How to access a file inside sagemaker entrypoint script-CodePudding

I want to know how to access a private bucket S3 file or a folder inside script.py entry point of sagemaker . I uploaded the file to S3 using following code

boto3_client = boto3.Session(
                        region_name='us-east-1',
                        aws_access_key_id='xxxxxxxxxxx',
                        aws_secret_access_key='xxxxxxxxxxx'
)

sess = sagemaker.Session(boto3_client)  
role=sagemaker.session.get_execution_role(sagemaker_session=sess)
inputs = sess.upload_data(path="df.csv", bucket=sess.default_bucket(), key_prefix=prefix)

This is the code of estimator

import sagemaker
from sagemaker.pytorch import PyTorch


pytorch_estimator = PyTorch(
    entry_point='script.py',
    instance_type='ml.g4dn.xlarge',
    source_dir = './',
    role=role,
    sagemaker_session=sess,

)

Now inside script.py file i want to access the df.csv file from s3. This is my code inside script.py.

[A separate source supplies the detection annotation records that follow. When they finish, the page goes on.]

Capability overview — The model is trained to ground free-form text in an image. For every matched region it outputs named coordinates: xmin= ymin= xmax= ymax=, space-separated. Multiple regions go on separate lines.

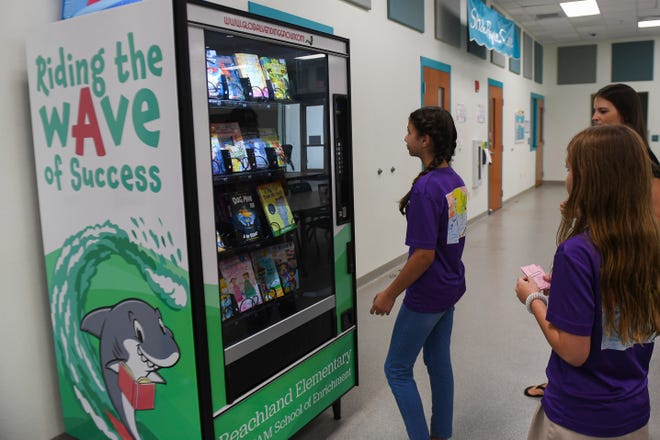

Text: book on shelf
xmin=215 ymin=230 xmax=227 ymax=253
xmin=220 ymin=277 xmax=238 ymax=321
xmin=250 ymin=248 xmax=284 ymax=301
xmin=217 ymin=54 xmax=246 ymax=101
xmin=257 ymin=180 xmax=296 ymax=237
xmin=267 ymin=241 xmax=300 ymax=294
xmin=243 ymin=135 xmax=271 ymax=169
xmin=259 ymin=57 xmax=291 ymax=101
xmin=206 ymin=49 xmax=229 ymax=99
xmin=234 ymin=53 xmax=269 ymax=99
xmin=218 ymin=253 xmax=263 ymax=312
xmin=259 ymin=127 xmax=286 ymax=167
xmin=225 ymin=189 xmax=263 ymax=246
xmin=210 ymin=122 xmax=250 ymax=174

parser = argparse.ArgumentParser()
parser.add_argument("--data-dir", type=str, default=os.environ["SM_CHANNEL_TRAINING"])
args, _ = parser.parse_known_args()

#create session
sess=Session(boto3.Session(
                        region_name='us-east-1'))
S3Downloader.download(s3_uri=args.data_dir,
                          local_path='./',
                          sagemaker_session=sess)

df=pd.read_csv('df.csv')

But this is giving error

ValueError: Expecting 's3' scheme, got:  in /opt/ml/input/data/training., exit code: 1

I think one way is to pass secret key and access key. But i am already passing sagemaker_session. How can i call that session inside script.py file and get my file read.

CodePudding user response：

I think this approach is conceptually wrong.

Files within sagemaker jobs (whether training or otherwise) should be passed during machine initialization. Imagine you have to create a job with 10 machines, do you want to read the file 10 times or replicate it directly by having it read once?

In the case of the training job, they should be passed into the fit (in the case of direct code like yours) or as TrainingInput in the case of pipeline.

You can follow this official AWS example: "Train an MNIST model with PyTorch"

However, the important part is simply passing a dictionary of input channels to the fit:

pytorch_estimator.fit({'training': s3_input_train})

You can put the name of the channel (in this case 'train') any way you want. The path s3 will be the one in your df.csv.

Within your script.py, you can read the df.csv directly between environment variables (or at least be able to specify it between argparse). Generic code with this default will suffice:

parser.add_argument("--train", type=str, default=os.environ["SM_CHANNEL_TRAINING"])

It follows the nomenclature "SM_CHANNEL_" your_channel_name. So if you had put "train": s3_path, the variable would have been called SM_CHANNEL_TRAIN.

Then you can read your file directly by pointing to the path corresponding to that environment variable.